The Original Screenplay

Early in the DVD commentary, Roos describes the movie as a story about faith. It opens in the clouds before heading down into the city of Chicago. This is briefly described in the script, but the film fills it out.

Roos said that he wrote it very quickly and it was the script he set out to make. Roos describes writing the screenplay in about 4 weeks with rewrites being put in along the way. The original screenplay had Buddy give the ticket to Greg (Tony Goldwyn) as sort of a “fuck you.” It focused on what would happen if somebody the lead character resented ended up dying because of him. The revisions and finished film have Buddy give Greg the ticket as an act of kindness.

After selling the original script, Roos came up with a scene that he felt was a missed opportunity. The story has Greg coming home to sell Christmas trees with his son Scott (Alex Linz). Roos felt that Scott should ask Buddy about this.
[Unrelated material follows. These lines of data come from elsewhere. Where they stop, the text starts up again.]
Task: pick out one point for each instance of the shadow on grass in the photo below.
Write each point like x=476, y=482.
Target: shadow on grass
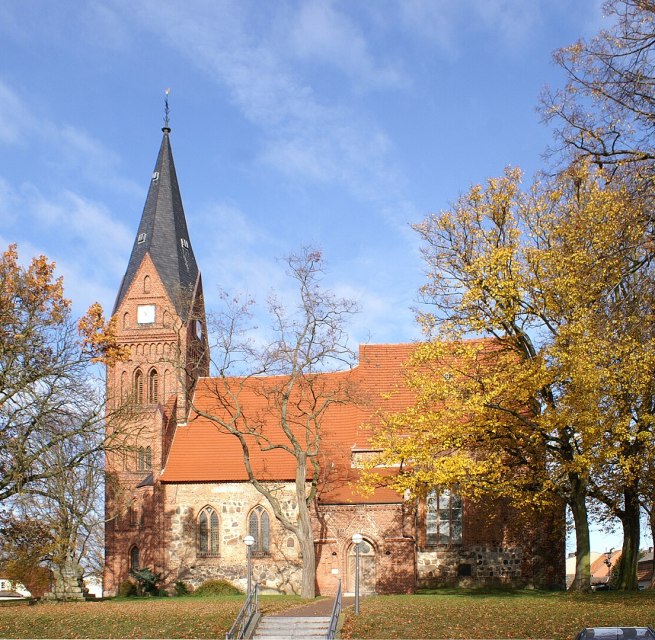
x=498, y=592
x=485, y=592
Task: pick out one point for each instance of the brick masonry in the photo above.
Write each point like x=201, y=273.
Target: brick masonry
x=499, y=544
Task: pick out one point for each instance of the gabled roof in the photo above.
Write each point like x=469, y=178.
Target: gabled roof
x=163, y=234
x=201, y=452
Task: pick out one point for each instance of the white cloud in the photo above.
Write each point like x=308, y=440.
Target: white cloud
x=448, y=24
x=15, y=118
x=304, y=135
x=323, y=33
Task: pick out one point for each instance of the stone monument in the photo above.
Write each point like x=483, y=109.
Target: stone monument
x=68, y=583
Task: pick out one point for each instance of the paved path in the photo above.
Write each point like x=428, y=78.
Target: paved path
x=319, y=608
x=306, y=621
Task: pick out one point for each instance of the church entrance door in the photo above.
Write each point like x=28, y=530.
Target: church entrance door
x=366, y=568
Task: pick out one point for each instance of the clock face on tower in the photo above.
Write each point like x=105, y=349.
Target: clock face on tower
x=145, y=314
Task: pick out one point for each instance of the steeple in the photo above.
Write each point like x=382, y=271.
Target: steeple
x=163, y=234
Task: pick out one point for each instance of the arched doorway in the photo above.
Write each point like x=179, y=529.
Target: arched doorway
x=366, y=568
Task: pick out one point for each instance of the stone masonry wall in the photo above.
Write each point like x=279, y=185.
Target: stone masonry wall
x=469, y=565
x=390, y=568
x=233, y=502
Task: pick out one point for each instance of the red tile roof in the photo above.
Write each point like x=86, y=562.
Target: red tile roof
x=204, y=452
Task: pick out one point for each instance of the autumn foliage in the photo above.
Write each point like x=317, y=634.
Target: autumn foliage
x=556, y=403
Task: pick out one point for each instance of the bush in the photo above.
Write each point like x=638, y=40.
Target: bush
x=146, y=582
x=182, y=588
x=127, y=589
x=217, y=588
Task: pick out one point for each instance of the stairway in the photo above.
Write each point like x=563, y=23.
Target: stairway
x=281, y=627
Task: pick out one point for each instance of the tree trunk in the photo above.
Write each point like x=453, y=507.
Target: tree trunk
x=651, y=520
x=578, y=505
x=627, y=578
x=306, y=533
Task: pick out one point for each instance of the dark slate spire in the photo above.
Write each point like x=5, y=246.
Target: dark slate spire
x=163, y=234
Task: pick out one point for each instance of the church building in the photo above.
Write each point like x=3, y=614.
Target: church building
x=178, y=499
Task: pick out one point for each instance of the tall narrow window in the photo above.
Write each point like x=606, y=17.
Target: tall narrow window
x=153, y=386
x=443, y=518
x=208, y=532
x=259, y=527
x=134, y=559
x=144, y=459
x=138, y=386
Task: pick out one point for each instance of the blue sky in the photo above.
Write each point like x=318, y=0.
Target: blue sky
x=329, y=123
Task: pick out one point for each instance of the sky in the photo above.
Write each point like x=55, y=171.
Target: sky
x=294, y=123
Buddy lies to protect Scott’s feelings about the subject. All of this material came after Roos had sold the original screenplay. 

Description vs Casting

Since this is a film, the screenplay does not necessarily capture all the visual choices that the filmmakers make. In the commentary, Don Roos talks about filming a lot of scenes to obscure the actors’ faces. Oftentimes, emotional beats will play out in wides rather than cutting to specific close ups. Roos wanted the revelation of Greg’s death to Abby to happen in a wide shot (he actually wanted it further away than it is in the film).

Similarly, the screenplay features long detailed descriptions of the characters while the film casts very specific actors in these parts. The screenplay describes Buddy as somebody who is drinking (but not “what he would call drunk”) and at the height of his success. In making the film, Roos chose Affleck, one of the hottest new stars of the time. All of Affleck’s clothes in this movie are provided by Armani.

The screenplay also has a specific challenge. Early on, the story introduces many characters who either die in a plane crash or will not be seen until the end of the movie. In the screenplay, Roos uses the reappearance of the characters to remind the reader who they are. In parenthesis, he lists their name and what page they initially appeared on. This will not appear on screen, but it does help the reader. While this seems like a minor detail, it does explain where everything is.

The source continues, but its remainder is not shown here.